Shadid interweaves Middle Eastern history and his own family lore into the story of his brave, poignant quixotic adventure. In the center is the house, and the hilariously funny, bickering local workers he hires for its reconstruction. His foreman, a 76-year-old theatrical diva, says things like “Money. Curse its religion, that son of a whore,” while haggling him for more. His 76-year-old stonemason recites ancient poetry while sledge hammering. His painter is color-blind. His carpenter is “so utterly lacking in punctuality that he measures time in seasons.” As the project nears completion, Shadid receives a water bill listing charges from the six years before he lived there.
He befriends the town’s most heroic man, Dr. Khairalla Mady, a 65-year-old dignified hospital administrator battling cancer. Dr. Khairalla feels betrayed when he’s accused of being an Israeli collaborator and his neighbors don’t defend him. “The closer you get to Beirut, the worse people become,” Dr. Khairalla tells him. “They’re cowards. This is their mentality. They look solely after their own interests.”

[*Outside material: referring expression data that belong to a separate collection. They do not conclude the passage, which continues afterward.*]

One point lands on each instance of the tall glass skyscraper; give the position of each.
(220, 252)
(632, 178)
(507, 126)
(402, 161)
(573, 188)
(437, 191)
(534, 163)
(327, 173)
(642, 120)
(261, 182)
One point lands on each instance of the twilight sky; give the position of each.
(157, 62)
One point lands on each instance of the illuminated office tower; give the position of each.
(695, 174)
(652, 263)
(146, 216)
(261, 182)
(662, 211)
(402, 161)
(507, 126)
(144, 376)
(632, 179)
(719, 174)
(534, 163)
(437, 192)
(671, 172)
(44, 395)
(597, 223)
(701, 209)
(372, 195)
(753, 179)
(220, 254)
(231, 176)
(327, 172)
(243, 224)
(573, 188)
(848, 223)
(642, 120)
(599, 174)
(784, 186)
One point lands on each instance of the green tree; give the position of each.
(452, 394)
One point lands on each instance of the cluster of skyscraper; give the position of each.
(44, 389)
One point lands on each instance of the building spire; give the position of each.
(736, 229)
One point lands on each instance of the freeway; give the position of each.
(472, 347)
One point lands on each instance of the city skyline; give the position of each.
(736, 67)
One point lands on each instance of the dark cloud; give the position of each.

Shadid bravely depicts unlikable characters without mercy, twists old clichés into idiosyncratic parables and laces his messy, disjointed yet soulful pages with cynical wisdom. The author clearly found his subject, as if the insanity and volatility of the Middle East mirrored his anxious temperament. It’s unclear how long he was able to live in the house before he lost his life at age forty-three. He left behind his second wife, Nada Bakri, and their son, Malik, in Lebanon, and Laila, his American daughter, to whom the book is dedicated.
A wounded, middle-age asthmatic allergic to horses who chain smokes throughout a hostile, horse-filled country seems hellbent on self-destruction. Yet it’s Shadid’s irrationality and recklessness that makes this book, his last dispatch, so memorable and compelling. As he writes toward the end: “To my family, separated or reunited, Isber’s house makes a statement: Remember the past. Remember Marjayoun. Remember who are you.”